Capitalizing on travel shopping model
As for new avenues for revenue generation, a critical point is how OTAs are looking at air ticketing, since online airline booking accounts for nearly 60% of the online travel GMV. Sun mentioned that Ctrip has rather a “stabilized take rate which is as a result of our continuous efforts to increase our cross-selling product on Ctrip’s platform”. Referring to one-stop travel shopping offering, Sun said air ticketing tends to be the origination of a trip. “And after you book air ticket, you’ll probably need an airport pickup, you need to book hotels. And you can find all these products on Ctrip’s platform,” said Sun.
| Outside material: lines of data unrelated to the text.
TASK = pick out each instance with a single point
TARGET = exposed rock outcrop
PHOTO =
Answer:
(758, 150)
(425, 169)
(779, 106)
“…within the 4% to 5% take rate, actually the commission coming from airlines is less than half. So, majority of our take rate already coming from profit that we cross-sell, variety of products that customers need, based on customers’ demand,” said Sun.
If we talk of hotels and total coverage, in this arena, too, Ctrip is going strong. Accommodation reservation revenues for Q2 were RMB1.8 billion, up by 61% from the same period last year Ctrip’s domestic hotel coverage reached 460,000 hotels, increasing by almost 40% over a year ago.
Liang made it clear that the company is looking at favourable factors to sustain growth, banking on their one-stop travel platform. “Travel continues to be a very promising industry, driven by increasing GDP per capita in many markets across the globe,” he said. By focusing on their platform, stepping up of international inventory coverage, and improving operating efficiency, “we will leverage the industry tailwind and create more value for our shareholders,” stated Liang.